THE LOWDOWN: Three small-town romances center around a dying young girl and a family in mourning.
1) The central performance of young actress Kristen Stewart, of “Twilight” fame and soon-to-be-ballyhooed next week in the film “Adventureland,” one of the few sexual coming-of-age films that’s actually as sensitive, funny and veracious as it wants to be.
2) The appallingly rare chance to see a man who has been one of the best film actors we have for 45 years: Bruce Dern.
3) It’s the film-directing debut of fine actress Mary Stuart Masterson (“Fried Green Tomatoes,” “At Close Range” and TV’s short-lived but nicely pungent “Kate Brasher” from eight years ago).
It’s the first two, frankly, that are most memorable. Stewart is a superb young actress (she’ll be 19 next month), and this is probably the most impressive thing she has yet done on film. She plays a young woman suffering from Friederich’s Ataxia, which makes movement difficult and makes her sound drunk when she talks. She’s as philosophical as she can be about it — “it’s as bad as it’s gonna get, until my heart gives out.”
Which could be any time.
And which is why she wants to have sex with her tutor, a clumsy but ardent young man whom everyone calls Beagle.
As impressive as Stewart is in this film, I must confess what a huge pleasure it is to see Bruce Dern again. He is absolutely one of the great living film character actors — and if you have forgotten that, this movie will remind you.
He plays Beagle’s father, whom everyone calls “Easy” for reasons made clear by his wonderfully subtle low-key performance through most of this. Look, in fact, at what Dern does at the same time you look at what Elizabeth Ashley does as his longtime lover. Never has such underplaying as Dern’s looked more artful than when you compare it to Ashley’s excess.
The film is, otherwise, the sort of low-budget indie film that is wonderful in theory but, at times, more than a little painful to watch. There are, after all, limits to how much breakfast debate over the virtues of shredded wheat vs. bran flakes people are willing to put up with.
The music by Duncan Sheik is decidedly sparse, which leaves long stretches of film where the only music is what can be gleaned from “environmental sound” (radios, etc.). As it was in the current “Wendy and Lucy,” it’s a kind of “cinema verite,” which always makes some scenes feel longer.
The script is by Jayce Bartok, who plays Beagle’s older brother, who comes home after his music career falls apart.
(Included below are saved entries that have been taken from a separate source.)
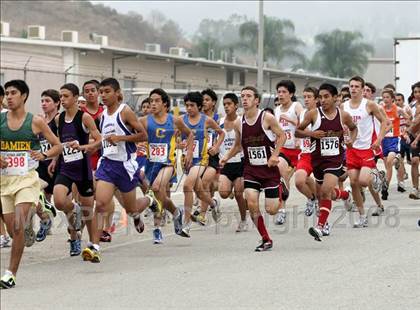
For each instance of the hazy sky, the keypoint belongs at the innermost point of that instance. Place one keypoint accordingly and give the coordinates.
(310, 17)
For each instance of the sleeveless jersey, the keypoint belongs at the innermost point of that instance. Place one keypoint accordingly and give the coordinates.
(73, 163)
(288, 128)
(161, 141)
(228, 143)
(305, 143)
(392, 115)
(200, 155)
(364, 122)
(329, 147)
(257, 144)
(112, 124)
(16, 145)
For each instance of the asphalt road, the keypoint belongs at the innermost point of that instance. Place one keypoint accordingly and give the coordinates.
(370, 268)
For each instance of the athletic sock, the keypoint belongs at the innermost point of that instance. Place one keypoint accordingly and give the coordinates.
(259, 222)
(339, 194)
(325, 208)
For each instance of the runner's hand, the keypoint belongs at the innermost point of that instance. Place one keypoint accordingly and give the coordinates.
(113, 139)
(318, 134)
(273, 161)
(37, 155)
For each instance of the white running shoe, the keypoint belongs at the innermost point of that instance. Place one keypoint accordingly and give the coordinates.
(243, 226)
(361, 223)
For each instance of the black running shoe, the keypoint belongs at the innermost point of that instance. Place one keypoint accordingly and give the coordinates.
(264, 246)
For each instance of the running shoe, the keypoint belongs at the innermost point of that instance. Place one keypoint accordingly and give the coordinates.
(401, 187)
(138, 223)
(264, 246)
(376, 181)
(4, 241)
(75, 247)
(156, 206)
(281, 217)
(363, 222)
(8, 280)
(91, 254)
(348, 203)
(185, 231)
(105, 236)
(157, 236)
(415, 194)
(216, 213)
(283, 189)
(378, 211)
(44, 227)
(316, 232)
(326, 230)
(242, 226)
(178, 220)
(29, 233)
(310, 206)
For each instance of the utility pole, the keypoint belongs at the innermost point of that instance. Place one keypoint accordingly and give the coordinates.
(260, 73)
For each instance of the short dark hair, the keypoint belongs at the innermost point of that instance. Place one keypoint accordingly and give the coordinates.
(254, 90)
(71, 87)
(163, 94)
(417, 84)
(389, 92)
(358, 79)
(53, 94)
(110, 82)
(311, 89)
(196, 97)
(210, 93)
(288, 84)
(401, 95)
(94, 82)
(390, 86)
(329, 88)
(20, 85)
(231, 96)
(371, 86)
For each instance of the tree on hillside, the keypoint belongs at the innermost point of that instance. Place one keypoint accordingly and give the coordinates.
(280, 41)
(341, 53)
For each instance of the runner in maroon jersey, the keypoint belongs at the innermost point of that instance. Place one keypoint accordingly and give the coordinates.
(327, 155)
(261, 138)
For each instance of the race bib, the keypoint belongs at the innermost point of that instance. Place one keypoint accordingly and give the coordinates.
(306, 145)
(17, 163)
(330, 146)
(70, 155)
(257, 155)
(158, 152)
(109, 148)
(45, 146)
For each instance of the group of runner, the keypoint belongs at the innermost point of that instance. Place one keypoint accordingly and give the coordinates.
(98, 149)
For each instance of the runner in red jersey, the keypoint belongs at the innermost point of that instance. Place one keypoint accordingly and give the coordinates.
(261, 138)
(304, 183)
(327, 156)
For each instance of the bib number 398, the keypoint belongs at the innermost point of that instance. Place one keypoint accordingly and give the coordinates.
(330, 146)
(17, 163)
(257, 155)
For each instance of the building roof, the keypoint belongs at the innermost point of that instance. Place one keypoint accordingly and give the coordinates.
(119, 51)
When he returns home and goes, at first, to embrace the father (Dern) he hasn’t seen in a long time, his father pushes him away and says, ever-so-quietly, “it’s been a long time.”
That is a great American film actor — now all but disappeared from our movies — and a promising director working beautifully in tandem in that director’s first film.
The film is, otherwise, the sort that presumes that because it’s independent and is so beautifully cast (and so respectful of its cast), that you’ll be rapt at every moment.